Unfortunately, in a society that promotes such blatant extremism in behaviour and reactions, we are no longer able to have a civil conversation on issues that really matter.

And I get it – issues like race, gender identity, finances, socioeconomic status can all be deeply personal and have much more riding on them than what appears on the surface. There can be a lot of conviction, and also a lot of pain.

But we have lost the ability to have a conversation on these things. No doubt arguments on the big topics will always be fairly heated, but what has happened to our respect for the human life? We reduce people down to nothing more than their ideals, and take licence to absolutely destroy their person based on our ability to accept or reject what they believe.

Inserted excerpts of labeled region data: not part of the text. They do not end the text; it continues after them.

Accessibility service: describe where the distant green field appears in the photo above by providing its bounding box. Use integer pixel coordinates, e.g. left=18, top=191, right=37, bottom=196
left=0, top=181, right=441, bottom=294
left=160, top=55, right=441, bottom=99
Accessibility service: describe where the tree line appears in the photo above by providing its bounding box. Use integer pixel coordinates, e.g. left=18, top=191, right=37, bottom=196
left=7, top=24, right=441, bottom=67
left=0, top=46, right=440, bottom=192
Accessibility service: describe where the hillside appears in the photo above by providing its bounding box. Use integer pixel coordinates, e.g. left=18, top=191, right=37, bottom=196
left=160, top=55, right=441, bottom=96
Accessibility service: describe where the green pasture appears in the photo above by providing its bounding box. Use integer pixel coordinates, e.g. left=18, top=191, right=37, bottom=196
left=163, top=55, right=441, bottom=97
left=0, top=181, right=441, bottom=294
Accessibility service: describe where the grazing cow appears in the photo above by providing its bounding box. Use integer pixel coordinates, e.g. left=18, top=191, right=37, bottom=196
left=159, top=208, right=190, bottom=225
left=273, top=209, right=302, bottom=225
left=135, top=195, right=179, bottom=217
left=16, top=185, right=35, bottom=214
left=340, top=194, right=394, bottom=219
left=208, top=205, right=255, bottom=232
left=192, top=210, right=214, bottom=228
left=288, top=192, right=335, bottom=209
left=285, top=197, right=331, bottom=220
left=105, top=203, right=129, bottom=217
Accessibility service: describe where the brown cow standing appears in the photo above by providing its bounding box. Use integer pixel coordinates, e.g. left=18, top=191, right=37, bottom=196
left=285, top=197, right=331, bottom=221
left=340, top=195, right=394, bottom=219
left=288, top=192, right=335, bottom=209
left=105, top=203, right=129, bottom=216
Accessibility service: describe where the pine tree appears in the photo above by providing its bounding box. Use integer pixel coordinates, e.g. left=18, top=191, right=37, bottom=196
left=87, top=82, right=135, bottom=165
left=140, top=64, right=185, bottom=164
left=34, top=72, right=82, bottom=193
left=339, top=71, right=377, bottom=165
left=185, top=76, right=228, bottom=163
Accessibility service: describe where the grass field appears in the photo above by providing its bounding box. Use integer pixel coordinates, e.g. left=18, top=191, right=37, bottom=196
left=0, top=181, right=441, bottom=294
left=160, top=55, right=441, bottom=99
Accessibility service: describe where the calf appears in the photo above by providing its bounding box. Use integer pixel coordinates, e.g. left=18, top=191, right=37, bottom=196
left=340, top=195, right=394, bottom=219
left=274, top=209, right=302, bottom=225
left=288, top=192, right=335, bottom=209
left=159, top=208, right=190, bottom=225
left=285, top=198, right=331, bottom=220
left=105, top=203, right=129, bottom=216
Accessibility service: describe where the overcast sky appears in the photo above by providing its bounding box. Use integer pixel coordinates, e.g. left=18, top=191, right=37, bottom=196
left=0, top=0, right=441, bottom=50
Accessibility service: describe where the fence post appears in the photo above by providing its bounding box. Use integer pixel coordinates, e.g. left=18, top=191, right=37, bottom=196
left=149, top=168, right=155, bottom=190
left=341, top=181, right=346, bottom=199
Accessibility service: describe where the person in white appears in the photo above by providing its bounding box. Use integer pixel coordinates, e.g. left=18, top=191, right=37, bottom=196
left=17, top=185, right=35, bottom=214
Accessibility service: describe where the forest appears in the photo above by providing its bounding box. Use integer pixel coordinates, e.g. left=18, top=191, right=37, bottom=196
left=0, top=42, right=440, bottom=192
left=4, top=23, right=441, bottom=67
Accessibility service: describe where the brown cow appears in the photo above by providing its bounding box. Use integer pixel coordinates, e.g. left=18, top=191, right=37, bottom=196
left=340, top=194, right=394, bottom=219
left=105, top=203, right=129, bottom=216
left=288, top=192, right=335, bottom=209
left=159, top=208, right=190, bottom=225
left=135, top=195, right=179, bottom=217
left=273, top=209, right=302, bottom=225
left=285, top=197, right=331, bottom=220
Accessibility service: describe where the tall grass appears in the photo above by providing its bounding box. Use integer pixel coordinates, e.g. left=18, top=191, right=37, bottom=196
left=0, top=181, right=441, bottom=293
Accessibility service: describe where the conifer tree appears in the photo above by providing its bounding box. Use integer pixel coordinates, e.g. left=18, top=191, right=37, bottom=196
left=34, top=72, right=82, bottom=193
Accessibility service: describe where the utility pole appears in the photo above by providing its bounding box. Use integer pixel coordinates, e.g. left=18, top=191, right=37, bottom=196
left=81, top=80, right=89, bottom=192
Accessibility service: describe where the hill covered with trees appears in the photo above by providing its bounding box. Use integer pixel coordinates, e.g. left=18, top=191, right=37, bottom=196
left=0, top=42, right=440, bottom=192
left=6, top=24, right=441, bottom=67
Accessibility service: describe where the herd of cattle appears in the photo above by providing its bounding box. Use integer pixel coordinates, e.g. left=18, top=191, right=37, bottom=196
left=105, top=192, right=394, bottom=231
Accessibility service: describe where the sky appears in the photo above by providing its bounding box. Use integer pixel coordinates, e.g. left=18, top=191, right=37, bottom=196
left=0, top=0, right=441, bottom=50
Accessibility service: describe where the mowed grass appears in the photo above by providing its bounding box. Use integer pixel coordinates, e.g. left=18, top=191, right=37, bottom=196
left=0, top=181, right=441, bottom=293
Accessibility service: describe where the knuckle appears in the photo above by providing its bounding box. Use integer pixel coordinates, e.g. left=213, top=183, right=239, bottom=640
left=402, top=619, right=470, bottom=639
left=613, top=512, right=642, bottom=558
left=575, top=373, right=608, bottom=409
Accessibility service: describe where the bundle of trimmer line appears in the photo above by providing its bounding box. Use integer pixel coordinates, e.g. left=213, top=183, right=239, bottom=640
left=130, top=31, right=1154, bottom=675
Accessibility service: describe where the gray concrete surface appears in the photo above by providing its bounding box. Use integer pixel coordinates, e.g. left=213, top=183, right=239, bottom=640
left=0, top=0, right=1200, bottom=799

And what happens when a group of people who are outraged, triggered, furious and determined usually do? Destroy others, and usually also their own reputations, livelihoods, and even their own lives.

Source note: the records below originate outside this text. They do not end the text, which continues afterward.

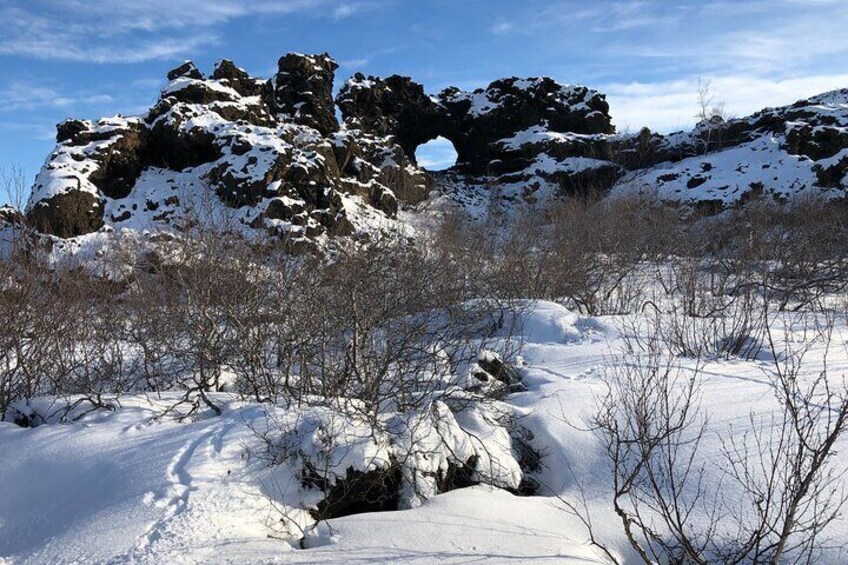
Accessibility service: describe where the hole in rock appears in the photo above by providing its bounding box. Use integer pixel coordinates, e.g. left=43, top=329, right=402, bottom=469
left=415, top=137, right=457, bottom=171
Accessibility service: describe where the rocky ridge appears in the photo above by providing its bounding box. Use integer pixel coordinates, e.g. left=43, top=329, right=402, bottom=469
left=9, top=54, right=848, bottom=245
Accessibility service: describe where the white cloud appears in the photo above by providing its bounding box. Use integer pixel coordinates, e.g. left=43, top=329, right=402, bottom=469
left=0, top=81, right=114, bottom=112
left=0, top=0, right=373, bottom=63
left=489, top=22, right=515, bottom=35
left=600, top=73, right=848, bottom=132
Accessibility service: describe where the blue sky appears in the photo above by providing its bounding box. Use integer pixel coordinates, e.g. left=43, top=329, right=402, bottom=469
left=0, top=0, right=848, bottom=200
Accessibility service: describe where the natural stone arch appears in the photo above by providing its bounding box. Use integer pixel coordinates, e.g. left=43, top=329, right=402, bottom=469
left=415, top=135, right=459, bottom=172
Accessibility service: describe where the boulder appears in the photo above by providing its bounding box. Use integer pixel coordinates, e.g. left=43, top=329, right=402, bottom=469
left=27, top=190, right=103, bottom=238
left=168, top=61, right=203, bottom=80
left=211, top=59, right=268, bottom=96
left=271, top=53, right=339, bottom=135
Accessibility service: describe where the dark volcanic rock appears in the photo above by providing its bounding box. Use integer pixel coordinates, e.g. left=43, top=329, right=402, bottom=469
left=212, top=59, right=268, bottom=96
left=273, top=53, right=339, bottom=135
left=23, top=50, right=848, bottom=240
left=168, top=61, right=203, bottom=80
left=0, top=206, right=24, bottom=225
left=336, top=73, right=459, bottom=162
left=27, top=190, right=103, bottom=238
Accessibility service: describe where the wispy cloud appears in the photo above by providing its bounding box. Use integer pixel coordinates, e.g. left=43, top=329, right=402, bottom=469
left=0, top=0, right=374, bottom=63
left=0, top=81, right=114, bottom=112
left=601, top=72, right=848, bottom=132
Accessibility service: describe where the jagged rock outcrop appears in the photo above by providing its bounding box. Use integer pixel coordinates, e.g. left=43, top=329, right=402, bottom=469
left=27, top=55, right=430, bottom=245
left=21, top=54, right=848, bottom=242
left=337, top=74, right=614, bottom=183
left=272, top=53, right=339, bottom=135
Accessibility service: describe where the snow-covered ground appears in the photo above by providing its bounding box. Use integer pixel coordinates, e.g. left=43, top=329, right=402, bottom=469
left=0, top=302, right=848, bottom=565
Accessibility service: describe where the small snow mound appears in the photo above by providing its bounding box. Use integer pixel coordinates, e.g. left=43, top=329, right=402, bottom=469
left=522, top=301, right=582, bottom=344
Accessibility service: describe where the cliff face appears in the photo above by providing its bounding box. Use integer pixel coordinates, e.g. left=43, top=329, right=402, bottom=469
left=27, top=55, right=429, bottom=245
left=16, top=54, right=848, bottom=243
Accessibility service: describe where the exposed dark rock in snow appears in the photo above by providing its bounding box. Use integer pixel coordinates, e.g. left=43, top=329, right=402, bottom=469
left=168, top=61, right=203, bottom=80
left=0, top=206, right=24, bottom=225
left=27, top=190, right=103, bottom=238
left=273, top=53, right=339, bottom=135
left=18, top=54, right=848, bottom=241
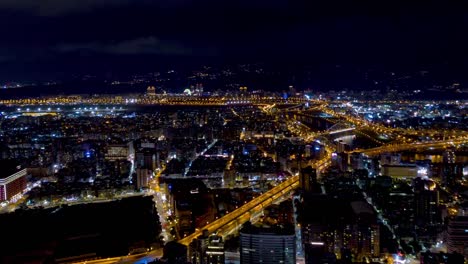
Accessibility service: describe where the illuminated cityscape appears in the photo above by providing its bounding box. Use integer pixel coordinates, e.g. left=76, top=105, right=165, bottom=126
left=0, top=0, right=468, bottom=264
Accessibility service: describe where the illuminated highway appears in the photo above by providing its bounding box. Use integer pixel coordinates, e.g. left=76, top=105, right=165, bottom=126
left=179, top=155, right=331, bottom=245
left=0, top=94, right=306, bottom=107
left=351, top=137, right=468, bottom=156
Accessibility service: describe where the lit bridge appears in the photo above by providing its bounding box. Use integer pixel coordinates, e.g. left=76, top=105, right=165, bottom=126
left=179, top=155, right=331, bottom=246
left=350, top=137, right=468, bottom=156
left=179, top=176, right=299, bottom=246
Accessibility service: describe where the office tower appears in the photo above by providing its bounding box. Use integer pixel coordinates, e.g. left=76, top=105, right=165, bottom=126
left=189, top=230, right=224, bottom=264
left=136, top=168, right=151, bottom=190
left=414, top=178, right=440, bottom=225
left=240, top=222, right=296, bottom=264
left=447, top=216, right=468, bottom=258
left=146, top=86, right=156, bottom=96
left=299, top=166, right=317, bottom=192
left=0, top=160, right=27, bottom=202
left=350, top=201, right=380, bottom=259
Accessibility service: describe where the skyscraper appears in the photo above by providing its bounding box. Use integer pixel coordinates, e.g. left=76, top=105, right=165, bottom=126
left=414, top=178, right=440, bottom=225
left=447, top=216, right=468, bottom=258
left=240, top=222, right=296, bottom=264
left=299, top=166, right=317, bottom=192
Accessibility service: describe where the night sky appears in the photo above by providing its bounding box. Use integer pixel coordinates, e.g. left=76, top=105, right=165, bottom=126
left=0, top=0, right=468, bottom=80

One of the most pressing topics at the time of writing in my country is the issue of same-sex marriage, on which and around which former National Party leader John Anderson put forward his concerns beyond the immediate issue – he rightly highlighted that our parliament and even our country is deeply fractured, so focused on what divides us that we have forgotten that we have even more things that unite us (fantastic interview, check it out here). His comments reminded me of a TedX Talk I heard in recent years of how we are all unique, but only by a difference of 0.06%.

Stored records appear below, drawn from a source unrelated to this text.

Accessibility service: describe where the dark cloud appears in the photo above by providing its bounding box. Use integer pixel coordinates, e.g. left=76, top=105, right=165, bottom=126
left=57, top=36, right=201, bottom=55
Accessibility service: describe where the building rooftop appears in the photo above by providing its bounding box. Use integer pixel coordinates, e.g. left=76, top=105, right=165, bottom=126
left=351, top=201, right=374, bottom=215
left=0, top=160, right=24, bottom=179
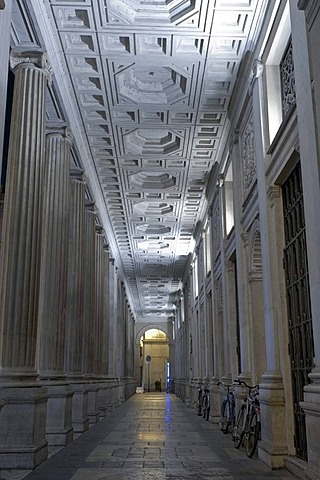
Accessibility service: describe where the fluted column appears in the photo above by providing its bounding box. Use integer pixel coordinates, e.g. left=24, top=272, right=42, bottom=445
left=94, top=225, right=105, bottom=376
left=0, top=49, right=49, bottom=468
left=83, top=201, right=99, bottom=423
left=38, top=125, right=73, bottom=452
left=0, top=47, right=48, bottom=379
left=65, top=167, right=89, bottom=437
left=95, top=225, right=107, bottom=417
left=38, top=126, right=71, bottom=380
left=65, top=168, right=85, bottom=381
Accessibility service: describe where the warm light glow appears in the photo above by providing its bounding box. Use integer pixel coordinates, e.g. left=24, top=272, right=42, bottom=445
left=144, top=328, right=167, bottom=340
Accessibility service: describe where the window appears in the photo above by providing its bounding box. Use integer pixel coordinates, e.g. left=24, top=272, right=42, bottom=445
left=264, top=2, right=295, bottom=144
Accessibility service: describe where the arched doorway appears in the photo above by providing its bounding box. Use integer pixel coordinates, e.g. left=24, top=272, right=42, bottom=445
left=139, top=328, right=170, bottom=392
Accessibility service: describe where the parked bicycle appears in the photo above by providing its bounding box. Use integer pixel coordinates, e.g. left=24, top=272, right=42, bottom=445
left=202, top=385, right=210, bottom=420
left=218, top=382, right=235, bottom=433
left=198, top=383, right=204, bottom=416
left=233, top=380, right=261, bottom=458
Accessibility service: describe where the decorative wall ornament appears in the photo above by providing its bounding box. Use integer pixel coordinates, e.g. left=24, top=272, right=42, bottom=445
left=212, top=201, right=221, bottom=257
left=280, top=39, right=296, bottom=117
left=241, top=114, right=256, bottom=197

And yet our increasingly extreme reactions to opposing viewpoints will only continue to escalate to the point of violence as we lose our ability to remember the value of the person or the people we are speaking to.

Does this mean we should always agree? It’s not always going to be possible. But we do need to find a path that leads us to a safer and more secure society, not one dominated by hatefully discounting those we can’t see eye to eye with.

And really, it starts small, and it starts with all of us. Even when we have been genuinely driven to outrage and being triggered by all things big and small, we really need to stop destroying our entire world over it. We can’t sink the ship we’re all on. We, like those in the earlier days of the great ships powered by human effort, need to learn how to row together.

We can’t have another Charlottesville happen again.

How about you? Do you think our obsession with outrage and being triggered is a good or a bad thing?